Coordinate Mismatch For Exons From Ucsc Genome
0
0
Entering edit mode
9.7 years ago
Max ▴ 140

I have been using UCSC's genome browser to extract exon sequences and their coordinates. One problem that I've encountered is that in the annotation tables (including exonFrames, etc), the exonStarts/exonEnds are close to those found in the sequences, but not precisely.

For instance, notice that the start (top) and (bottom) positions for exons below are close to, but don't quite match, those for the sequence data:

name    chrom    strand    exonStarts    exonEnds    exonFrames
NM_032291    chr1    +    66999824,67091529,67098752,67101626,67105459,67108492,67109226,67126195,67133212,67136677,67137626,67138963,67142686,67145360,67147551,67154830,67155872,67161116,67184976,67194946,67199430,67205017,67206340,67206954,67208755,    67000051,67091593,67098777,67101698,67105516,67108547,67109402,67126207,67133224,67136702,67137678,67139049,67142779,67145435,67148052,67154958,67155999,67161176,67185088,67195102,67199563,67205220,67206405,67207119,67210768,    0,1,2,0,0,0,1,0,0,0,1,2,1,1,1,1,0,1,1,2,2,0,2,1,1,


.

>hg19_refGene_NM_032291_0 range=chr1:67000042-67000051 5'pad=0 3'pad=0 strand=+ repeatMasking=none
ATGATGGAAG
GATTGAAAAAACGTACAAGGAAGGCCTTTGGAATACGGAAGAAAGAAAAG
GACACTGATTCTAC
AGGTTCACCAGATAGAGATGGAATT
CAGCCCAGCCCACACGAACCACCCTACAATAGCAAAGCAGAGTGTGCGCG
TGAAGGAGGAAAAAAAGTTTCG


Unfortunately, the sequences and the data tables have to be called separately, so I'm left with trying to resolve the matter from the conflicting data that I have.

ucsc exon coordinates • 2.5k views
0
Entering edit mode

what should we see in your example ? where is the problem ?

0
Entering edit mode

To give a specific example, the first exon from the list is:

Now, the coordinates that are given for this exon are: 66999824 (START), 67000051 (STOP), while the exonFrame is 0.

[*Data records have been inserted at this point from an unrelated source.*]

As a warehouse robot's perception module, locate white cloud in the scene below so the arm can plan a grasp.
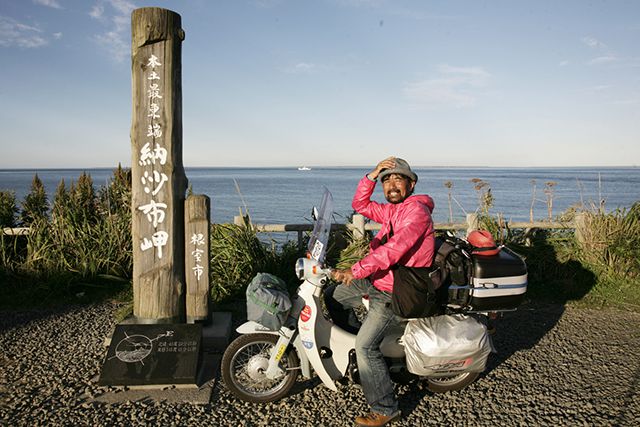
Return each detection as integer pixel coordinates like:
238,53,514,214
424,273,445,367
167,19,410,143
89,4,104,19
403,64,491,108
282,62,318,74
0,16,49,49
89,0,136,62
588,55,619,65
581,36,607,49
33,0,62,9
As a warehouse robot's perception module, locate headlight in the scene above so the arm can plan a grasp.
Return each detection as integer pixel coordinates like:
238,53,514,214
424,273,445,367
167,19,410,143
296,258,305,280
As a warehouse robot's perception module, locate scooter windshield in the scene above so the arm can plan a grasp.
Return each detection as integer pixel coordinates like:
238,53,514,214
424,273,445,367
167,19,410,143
308,187,333,263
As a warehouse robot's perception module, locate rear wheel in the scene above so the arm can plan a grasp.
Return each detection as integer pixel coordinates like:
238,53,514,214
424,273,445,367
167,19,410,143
427,372,480,393
221,334,300,403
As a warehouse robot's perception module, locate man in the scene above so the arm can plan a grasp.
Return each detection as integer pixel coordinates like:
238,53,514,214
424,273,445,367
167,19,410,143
327,157,434,426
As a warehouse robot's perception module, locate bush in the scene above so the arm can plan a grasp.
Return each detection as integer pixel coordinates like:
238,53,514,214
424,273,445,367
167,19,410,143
210,223,304,302
2,168,132,304
0,191,18,228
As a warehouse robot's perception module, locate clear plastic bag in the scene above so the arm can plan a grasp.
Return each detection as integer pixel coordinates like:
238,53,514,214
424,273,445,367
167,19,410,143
402,314,492,376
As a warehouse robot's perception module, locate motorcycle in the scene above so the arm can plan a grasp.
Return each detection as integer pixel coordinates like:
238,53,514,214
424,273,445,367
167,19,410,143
221,190,526,402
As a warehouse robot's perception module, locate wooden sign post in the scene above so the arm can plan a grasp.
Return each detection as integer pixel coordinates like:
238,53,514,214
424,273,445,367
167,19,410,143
131,7,187,323
184,194,211,323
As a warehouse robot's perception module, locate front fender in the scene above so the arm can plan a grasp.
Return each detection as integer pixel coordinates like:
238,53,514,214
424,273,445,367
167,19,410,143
236,320,279,335
236,320,311,379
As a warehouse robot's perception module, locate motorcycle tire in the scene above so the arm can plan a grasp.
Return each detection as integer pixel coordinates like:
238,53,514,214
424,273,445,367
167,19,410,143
427,372,480,393
221,334,300,403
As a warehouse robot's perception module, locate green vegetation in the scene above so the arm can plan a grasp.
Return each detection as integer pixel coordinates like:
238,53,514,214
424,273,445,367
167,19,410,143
0,171,640,311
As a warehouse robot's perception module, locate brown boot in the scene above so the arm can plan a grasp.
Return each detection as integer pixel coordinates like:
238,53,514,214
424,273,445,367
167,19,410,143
356,411,400,427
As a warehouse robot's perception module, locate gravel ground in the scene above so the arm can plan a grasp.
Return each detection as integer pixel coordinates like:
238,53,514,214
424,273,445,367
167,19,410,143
0,304,640,426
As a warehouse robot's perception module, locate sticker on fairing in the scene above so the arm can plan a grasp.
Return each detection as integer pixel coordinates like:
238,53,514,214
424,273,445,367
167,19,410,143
300,305,311,322
276,345,287,362
311,240,324,260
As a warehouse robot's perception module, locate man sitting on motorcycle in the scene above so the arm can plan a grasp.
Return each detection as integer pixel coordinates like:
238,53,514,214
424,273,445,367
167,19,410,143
327,157,434,426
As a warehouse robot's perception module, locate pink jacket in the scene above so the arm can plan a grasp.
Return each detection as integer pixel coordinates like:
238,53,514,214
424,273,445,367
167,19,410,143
351,176,434,292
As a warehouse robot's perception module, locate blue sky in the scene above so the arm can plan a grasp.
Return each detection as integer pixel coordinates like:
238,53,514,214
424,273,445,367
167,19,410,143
0,0,640,168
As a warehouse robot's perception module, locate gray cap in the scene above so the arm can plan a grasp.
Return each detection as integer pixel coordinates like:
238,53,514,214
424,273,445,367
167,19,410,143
378,157,418,181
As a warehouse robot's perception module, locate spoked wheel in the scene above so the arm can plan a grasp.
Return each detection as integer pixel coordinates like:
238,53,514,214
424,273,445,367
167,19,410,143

The first issue is the mismatch beween the start positions (by a single nucleotide, though for other exons the mismatch can be by 2 or more). The second issue is how to interpret the exon frame variable. If the exonFrame variable is 0, is this with respect to the entire exon, or just with respect to the CDS region?

0
Entering edit mode

It is a bit hard to follow exactly what you are doing here... Can you provide the precise queries you are performing to obtain these data? Are you doing this manually in the browser or using an SQL query? What is your ultimate goal?

0
Entering edit mode

I've been working manually with the browser.

Basically, I need the following information: coding exon sequence (excluding 5' and 3'UTR) coordinates of coding exon sequence reading frame (0,1,2) of exon sequence.

Is there some way of obtaining this information with a single query?

0
Entering edit mode

Is this question still relevant? If you have solved it, you should have uploaded your own answer. Besides it isn't clear what is being asked here. Vote for closing.